On May 5, 2014, Facebook announced its forthcoming new video metrics dashboard giving content authors better insights into how their videos were performing on the platform. Right up at the very top of the page, Facebook states “a ‘video view’ is defined as a view of three seconds or more and will appear for all videos, including those that come to life as people scroll through News Feed.” While at the time this redefinition of a view from YouTube’s 30 seconds to Facebook’s 3 seconds proved controversial, Facebook clearly and unequivocally offered a precise definition that all of its platform video metrics would define a “view” as a duration of at least three seconds.

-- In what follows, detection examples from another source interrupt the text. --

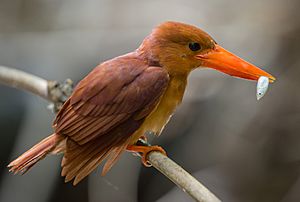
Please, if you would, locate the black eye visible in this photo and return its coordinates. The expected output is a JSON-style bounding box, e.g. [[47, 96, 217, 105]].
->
[[189, 42, 201, 51]]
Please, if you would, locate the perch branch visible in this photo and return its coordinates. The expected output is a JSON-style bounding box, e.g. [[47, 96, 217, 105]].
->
[[0, 66, 220, 202]]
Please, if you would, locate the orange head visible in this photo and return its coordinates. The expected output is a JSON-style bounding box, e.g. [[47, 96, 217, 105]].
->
[[138, 22, 275, 82]]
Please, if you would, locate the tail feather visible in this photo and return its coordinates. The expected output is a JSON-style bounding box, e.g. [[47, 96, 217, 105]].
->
[[7, 133, 64, 174]]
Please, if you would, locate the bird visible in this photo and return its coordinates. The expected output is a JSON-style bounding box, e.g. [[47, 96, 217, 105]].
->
[[8, 21, 275, 185]]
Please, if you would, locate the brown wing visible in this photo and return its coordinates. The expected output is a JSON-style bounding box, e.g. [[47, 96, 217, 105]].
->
[[54, 56, 169, 145], [54, 55, 169, 184]]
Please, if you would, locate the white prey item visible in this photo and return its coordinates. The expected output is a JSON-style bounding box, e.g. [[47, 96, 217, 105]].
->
[[256, 76, 269, 100]]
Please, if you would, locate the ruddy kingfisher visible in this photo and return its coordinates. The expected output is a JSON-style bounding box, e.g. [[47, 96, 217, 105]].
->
[[8, 22, 275, 185]]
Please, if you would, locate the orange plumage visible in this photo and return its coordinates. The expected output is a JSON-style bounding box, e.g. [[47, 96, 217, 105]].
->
[[9, 22, 274, 185]]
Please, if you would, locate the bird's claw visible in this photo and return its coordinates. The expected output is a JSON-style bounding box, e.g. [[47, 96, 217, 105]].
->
[[127, 145, 167, 167]]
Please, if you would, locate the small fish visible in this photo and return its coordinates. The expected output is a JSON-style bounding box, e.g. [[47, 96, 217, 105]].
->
[[256, 76, 269, 100]]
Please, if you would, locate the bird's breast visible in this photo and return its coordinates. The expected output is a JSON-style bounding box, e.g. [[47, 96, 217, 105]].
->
[[131, 76, 187, 143]]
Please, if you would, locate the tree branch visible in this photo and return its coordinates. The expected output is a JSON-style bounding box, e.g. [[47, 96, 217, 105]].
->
[[0, 66, 220, 202]]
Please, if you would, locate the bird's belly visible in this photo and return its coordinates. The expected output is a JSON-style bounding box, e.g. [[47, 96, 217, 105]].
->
[[131, 76, 186, 144]]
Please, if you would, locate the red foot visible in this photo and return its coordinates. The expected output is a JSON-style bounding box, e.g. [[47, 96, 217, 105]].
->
[[126, 145, 167, 167]]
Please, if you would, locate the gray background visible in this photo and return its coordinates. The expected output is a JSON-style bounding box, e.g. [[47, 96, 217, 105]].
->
[[0, 0, 300, 202]]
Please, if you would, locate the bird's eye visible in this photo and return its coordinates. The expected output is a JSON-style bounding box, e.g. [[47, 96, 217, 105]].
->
[[189, 42, 201, 51]]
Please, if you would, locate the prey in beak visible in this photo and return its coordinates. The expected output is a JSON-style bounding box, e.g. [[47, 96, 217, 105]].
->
[[196, 44, 275, 82]]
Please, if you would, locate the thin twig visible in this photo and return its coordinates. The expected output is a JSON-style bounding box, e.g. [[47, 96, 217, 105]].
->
[[0, 66, 220, 202]]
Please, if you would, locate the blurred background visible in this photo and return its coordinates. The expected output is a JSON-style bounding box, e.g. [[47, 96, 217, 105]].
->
[[0, 0, 300, 202]]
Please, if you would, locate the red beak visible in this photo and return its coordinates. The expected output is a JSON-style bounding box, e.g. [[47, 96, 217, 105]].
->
[[196, 45, 275, 82]]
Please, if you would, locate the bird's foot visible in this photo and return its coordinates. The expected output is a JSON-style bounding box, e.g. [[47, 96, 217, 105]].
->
[[126, 143, 167, 167]]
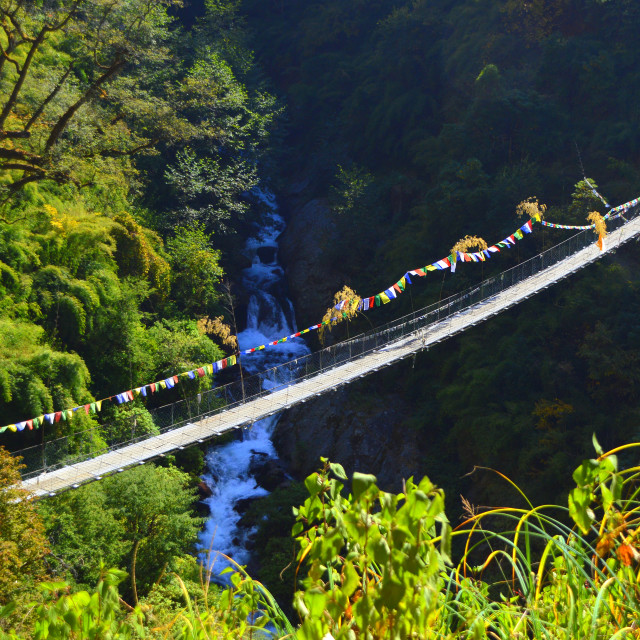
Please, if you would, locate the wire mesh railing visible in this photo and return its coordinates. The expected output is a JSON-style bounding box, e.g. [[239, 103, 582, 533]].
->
[[15, 207, 638, 479]]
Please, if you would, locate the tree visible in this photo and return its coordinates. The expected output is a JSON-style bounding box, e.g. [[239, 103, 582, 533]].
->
[[167, 222, 223, 316], [42, 465, 202, 603], [0, 447, 49, 605], [0, 0, 184, 202]]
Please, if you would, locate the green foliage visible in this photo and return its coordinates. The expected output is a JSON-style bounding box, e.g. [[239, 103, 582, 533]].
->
[[0, 447, 49, 604], [293, 461, 451, 639], [167, 223, 223, 316], [40, 465, 202, 602]]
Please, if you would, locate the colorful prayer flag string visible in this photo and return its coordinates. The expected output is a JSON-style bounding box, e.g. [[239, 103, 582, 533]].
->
[[5, 186, 640, 434]]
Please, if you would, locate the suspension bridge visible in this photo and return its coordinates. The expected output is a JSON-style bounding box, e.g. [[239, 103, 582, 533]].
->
[[16, 206, 640, 498]]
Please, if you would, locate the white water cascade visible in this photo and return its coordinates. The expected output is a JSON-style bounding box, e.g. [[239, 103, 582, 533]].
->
[[200, 191, 309, 574]]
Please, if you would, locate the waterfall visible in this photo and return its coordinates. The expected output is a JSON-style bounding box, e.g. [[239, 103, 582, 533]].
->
[[200, 190, 309, 574]]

Facebook did not respond to a request for comment, but as someone whose work focuses heavily on how we quantize our world into precise measurable metrics, it has been fascinating to see the strong reaction to Facebook’s clarification of its video viewership metric given that it had already precisely defined what constituted a video “view.” The visceral reaction to Facebook’s announcement appears to be a combination of legions of technology journalists who are simply repackaging viral stories without digging deeper and an advertising community that made wrongful assumptions about what their metrics were telling them instead of reading the documentation. At worst, Facebook is guilty merely of having its documentation spread across two different pages rather than copy-pasting it as a reminder for the harried analytic professional who was in too much of a rush to do a quick Google search on what Facebook considered a “view.” While others might argue Facebook’s previous definition deviated from other accepted industry norms of simply counting every access of a video, again when it comes to the analytic world, one always has to look at documentation, not make assumptions from one’s personal experience.
This is not a story limited to Facebook. I encounter such definition issues every day when it comes to everything from social media to sensor data. As I’ve written here again and again, the rise of easy access to data and computing tools means people are increasingly using data without taking the time to understand what it is they have in their hands. There certainly is truth to the fact that many data vendors do not provide all of the information necessary to fully document their datasets (for example, how platforms define what constitutes an “active user” is notoriously fuzzy and fluid) or have errors or mismatches between what’s in their data and what the documentation says should be in there. But, at the end of the day the majority of the troubles people run into when it comes to understanding data comes from a failure to carefully examine it before jumping right in and using it in a real world application. Perhaps in the future the advertising community will spend a little more time reading the definitions of the metrics they use and perhaps the broader analytics community will use this as a teachable moment in considering how they communicate their own metrics to their users to ensure they don’t run into similar errant assumptions. Always remember that data itself is meaningless without the definition that says what it measures and when publishing data always make sure to make those definitions precise and well documented for your users.